Alves, da XL Partners, lembra ainda que é esse núcleo familiar que muitas vezes leva o jogador a uma má alocação dos recursos. Com foco em jogar bola, ele acaba aceitando investir ou ser sócio de negócios dos amigos e que nem sempre vingam – mas é o único com bens que podem ser penhorados no futuro para arcar com as dívidas do negócio que não vingou.

Outro ponto que leva a uma perda do patrimônio ao longo dos anos são os divórcios, uma vez que nem sempre recebem a orientação de realizar contratos pré-nupciais que possam resguardar os recursos no futuro.

Falta de educação (financeira)

São poucos os jogadores que seguem o exemplo do ex-meio-campo e atual diretor de futebol do Lyon, Juninho Pernambucano. Enquanto jogador, ele poupou 70% dos valores recebidos com o intuito de manter um bom padrão de vida após a aposentadoria.

Marques atualmente é planejador financeiro, mas conta que só voltou a estudar aos 24 anos, quando parou de jogar. Até então, tinha frequentado só o ensino fundamental. Ter poucos anos de estudo é comum entre os jogadores profissionais, que desde muito cedo começam a ser assediados por empresários ou precisam se dedicar aos treinos e competições.

Com base em sua experiência, ele afirma que o principal conselho a um jovem atleta é que ele tente viver com um padrão financeiro um pouco inferior ao que a renda de jogador permite. Com essa folga, conseguirá acumular algum patrimônio e também lidar com os escorregões do caminho.

“Mesmo jogadores de times profissionais e grandes se deparam com atrasos de salário ou do direito de imagem. Ele pode ter um problema de fluxo de caixa e isso se tornar um problema financeiro se ele não estiver preparado”, diz.

E para evitar esses escorregões, a outra recomendação é evitar compromissos financeiros de longo prazo.
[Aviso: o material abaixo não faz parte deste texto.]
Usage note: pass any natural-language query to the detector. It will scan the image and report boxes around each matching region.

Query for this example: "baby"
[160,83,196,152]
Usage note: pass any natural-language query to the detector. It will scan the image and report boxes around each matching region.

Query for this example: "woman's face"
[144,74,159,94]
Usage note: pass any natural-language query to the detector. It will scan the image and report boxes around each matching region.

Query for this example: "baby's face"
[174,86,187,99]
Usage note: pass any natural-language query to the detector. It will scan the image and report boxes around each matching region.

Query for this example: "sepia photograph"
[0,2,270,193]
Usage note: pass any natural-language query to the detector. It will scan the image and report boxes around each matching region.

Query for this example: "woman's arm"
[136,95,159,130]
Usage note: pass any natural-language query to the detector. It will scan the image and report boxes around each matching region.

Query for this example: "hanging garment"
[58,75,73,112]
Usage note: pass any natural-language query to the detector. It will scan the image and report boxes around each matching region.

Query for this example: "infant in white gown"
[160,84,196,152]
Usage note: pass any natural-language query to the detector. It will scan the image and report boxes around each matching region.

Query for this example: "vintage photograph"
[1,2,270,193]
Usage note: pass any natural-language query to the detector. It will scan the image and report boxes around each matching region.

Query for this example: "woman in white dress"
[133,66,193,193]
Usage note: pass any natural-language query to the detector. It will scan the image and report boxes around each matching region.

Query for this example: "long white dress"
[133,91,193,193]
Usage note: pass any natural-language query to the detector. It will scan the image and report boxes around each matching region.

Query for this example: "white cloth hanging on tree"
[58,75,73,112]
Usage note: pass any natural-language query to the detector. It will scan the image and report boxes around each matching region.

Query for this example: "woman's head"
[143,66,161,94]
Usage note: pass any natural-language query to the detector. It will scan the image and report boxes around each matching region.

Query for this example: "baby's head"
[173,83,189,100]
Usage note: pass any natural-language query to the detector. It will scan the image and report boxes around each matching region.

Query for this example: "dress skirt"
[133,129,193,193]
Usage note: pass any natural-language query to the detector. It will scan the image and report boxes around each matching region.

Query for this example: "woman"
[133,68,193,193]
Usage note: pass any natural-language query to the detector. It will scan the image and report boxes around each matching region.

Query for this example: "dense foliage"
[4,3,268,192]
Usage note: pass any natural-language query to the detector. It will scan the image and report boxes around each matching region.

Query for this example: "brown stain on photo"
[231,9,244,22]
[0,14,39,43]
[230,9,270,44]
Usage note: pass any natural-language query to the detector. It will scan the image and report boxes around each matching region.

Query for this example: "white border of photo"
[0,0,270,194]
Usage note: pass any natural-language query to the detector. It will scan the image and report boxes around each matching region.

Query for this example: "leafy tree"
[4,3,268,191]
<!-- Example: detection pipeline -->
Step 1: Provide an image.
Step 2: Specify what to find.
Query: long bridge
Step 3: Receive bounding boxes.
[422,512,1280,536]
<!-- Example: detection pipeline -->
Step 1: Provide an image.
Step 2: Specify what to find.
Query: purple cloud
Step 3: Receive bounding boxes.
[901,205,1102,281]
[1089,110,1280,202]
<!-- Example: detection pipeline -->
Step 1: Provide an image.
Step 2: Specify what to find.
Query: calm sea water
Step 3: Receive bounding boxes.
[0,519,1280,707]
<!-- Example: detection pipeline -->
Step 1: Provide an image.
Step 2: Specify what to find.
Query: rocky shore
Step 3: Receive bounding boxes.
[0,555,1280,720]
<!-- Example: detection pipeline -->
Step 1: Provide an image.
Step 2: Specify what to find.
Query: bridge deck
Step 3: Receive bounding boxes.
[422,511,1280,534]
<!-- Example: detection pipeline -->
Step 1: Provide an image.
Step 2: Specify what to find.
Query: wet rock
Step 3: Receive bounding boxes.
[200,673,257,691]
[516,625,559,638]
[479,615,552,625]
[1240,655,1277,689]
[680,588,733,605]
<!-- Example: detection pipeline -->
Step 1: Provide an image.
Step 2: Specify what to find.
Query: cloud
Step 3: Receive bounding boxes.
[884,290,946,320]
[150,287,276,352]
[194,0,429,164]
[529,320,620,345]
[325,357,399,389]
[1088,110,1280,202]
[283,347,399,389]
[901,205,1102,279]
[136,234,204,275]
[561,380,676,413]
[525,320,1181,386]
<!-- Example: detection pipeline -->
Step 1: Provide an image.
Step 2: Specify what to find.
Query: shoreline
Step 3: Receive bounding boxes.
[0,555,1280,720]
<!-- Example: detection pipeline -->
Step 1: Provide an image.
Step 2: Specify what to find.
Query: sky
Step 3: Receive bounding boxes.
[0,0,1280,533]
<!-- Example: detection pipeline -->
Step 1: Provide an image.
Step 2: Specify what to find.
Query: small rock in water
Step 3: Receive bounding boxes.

Marques lembra que diferente de um profissional de uma carreira mais tradicional, o jogador de futebol não tem 30 anos para pagar um imóvel. Além disso, precisa ter em mente que patrimônio também gera custo e que isso deve ser levado em conta no planejamento.

“Tem jogador que encerra a carreira e não vai achar uma outra atividade para ganhar o que o futebol deu e precisa se desfazer do patrimônio construído. E quando a venda é feita por necessidade, ele perde dinheiro”, diz.

Clubes resistem a difundir educação financeira

Os profissionais que atualmente trabalham com gestão de patrimônio de jogadores são unânimes em dizer que há uma resistência dos clubes em difundir conceitos de educação financeira entre os atletas, sendo da base ou já profissionais.

“Os clubes não têm essa preocupação. Ainda existe uma resistência em colocar esse tema como palestra em um grande clube”, conta Marques.

Esse é o exemplo de Luiz Guilherme da Silva Santos, de 13 anos. Ele foi para Curitiba jogar no Atlético Paranaense. Os pais acompanharam e hoje vive com as custas pagas pelo clube e um contrato com a Adidas.

Fernanda Caroline da Silva, mãe do jovem jogador, afirma que o tema de aconselhamento financeiro não fez parte das conversas com o clube ou mesmo com o empresário, que é quem fica responsável pelos contratos – ao completar 14 anos, em maio, Luiz Guilherme deverá assinar um novo contrato com o clube paranaense, dessa vez o de formação.

“Já estamos aqui faz um ano. Acredito que no ano que vem, quando for assinar esse contrato, podem falar algo a respeito desse tema”, diz.